ぐしゃぐしゃと織田の頭を掻き乱して安吾はそう言った。
お前がいれば安心だから。
互いにその一言に尽きたのだ。

「ハ、ハハ。でもあれだな。前よりはいいさ。時間がある。お前、突然死んじまったし。太宰も死んじまったし。
なぁ明日、酒を飲もう。特製の安吾鍋で。いっそ闇鍋でもいい。俺たち三人だけで。いっぱいいっぱい、話をしよう。きっと話し足りないだろうけど……嗚呼、なんでもっと話しておかなかったか。勿体ねぇことをしたな。でも仕方がねぇ。明日、朝まで。ずっとずっと、いっぱい話そう」

一夜を長いと取るか、短いと取るか。
それは最期の晩餐だ。どれだけ話が足りなくとも時間が足りなくとも、そこを区切りと決めて、きっと安吾は旅立つつもりなのだ。
まだ安吾には猶予がある筈だ。症状もまだ軽度で、そんなに急ぐほどではないのではないか。

「───」

早すぎる、と言えればよかっただろう。しかし太宰の錯乱振りを考えれば、確かにそう時間はない。決意は決まっているのだ。太宰を、長く苦しめる必要はない。
それに、決意は揺らぐものだ。双方共に。

「……闇鍋はやめぇや」

その気持ちを察して織田は顔を上げると苦笑した。

「ワシ、あれがいいわ。あの、白菜と肉の」
「雑だな。どれだよ」
「だから白菜と肉が、ほら、重なったやつ」

うーんと顔をしかめた織田がそういうと、安吾はぽんと手を打った。

「あーミルフィーユ鍋とかいうやつか。しかしそれだけじゃ味気ねぇだろ。最後だぞ? チーズフォンデュ鍋とかどうよ」
「えーあれ胃に来そうやん。間とってトマト鍋くらいにしようや」
「どこの間をとったんだよ!」
「〆のチーズリゾット」
「あー」

織田流の間に草を生やしながら安吾は納得に頷く。トマトの酸味にチーズのまろやかさ。米にもち麦も混ぜておけばぷちぷちとした食感も加味されきっと美味しいだろう。同時に具材や副菜を考える。あれがいいか、これがいいか。
一度決心を決めてしまえば。
不安が治まり、久々に明るい気持ちになれた。不安のなかったあの頃を思い出して笑みが浮かぶ。

「……なぁ、オダサクよ」
「ん?」
「楽しかったよ。いや、…うん、明日は楽しくしよう。なにも考えず、馬鹿をして。くっだらなく喋り散らかして」

振り仰いだ安吾はそう遠くを見つめて言った。織田はその横顔を目にすると、静かに、同じように顔を前に向けると小さく頷いた。

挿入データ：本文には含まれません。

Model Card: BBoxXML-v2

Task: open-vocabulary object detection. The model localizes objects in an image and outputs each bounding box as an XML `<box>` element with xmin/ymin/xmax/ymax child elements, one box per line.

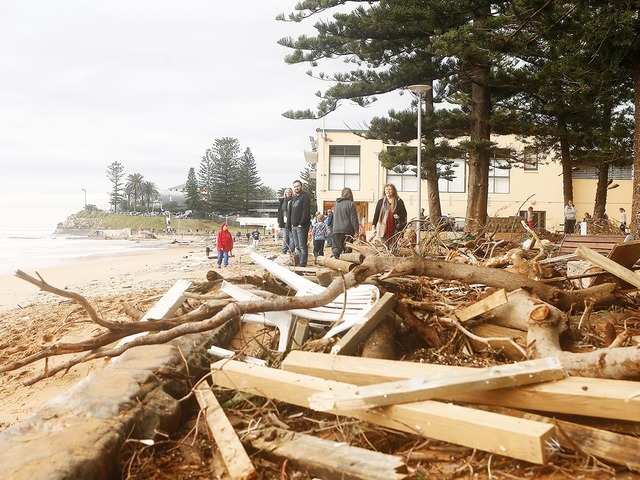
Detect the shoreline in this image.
<box><xmin>0</xmin><ymin>239</ymin><xmax>210</xmax><ymax>314</ymax></box>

「そうやな。目一杯、楽しくしたろ。笑って…笑って…」

さようならをしよう。





その一夜はまるで夢のようで。
その一夜があれば、なにも怖いものはないと思えた。
翌朝、朝から安吾は酔い潰れた太宰を抱えていった。どうするか、などは聞いていない。さいご、へにゃへにゃと笑った太宰はそれはそれは幸せそうで。
そんな幸福な夢の中で安らかに眠って欲しい。
安吾がいるなら任せられる。
罪悪感を感じない訳ではないけれど──けれど自分達は一蓮托生であったから。
だから、ただ、幸せを願う。

その日、潜書部屋にて。
行儀良く椅子に座る太宰治のイレモノと、浄化された本と、床に横たわる坂口安吾が発見された。
回収は彼らが弟分にして我らの古参、織田作之助が担当した。彼はまだ時期ではない旧友たちの終焉を目にしたというのに酷く冷静で、だからそれに口出しをする者はいなかった。
彼らの決断を尊重したのだ。
そしてそれは──。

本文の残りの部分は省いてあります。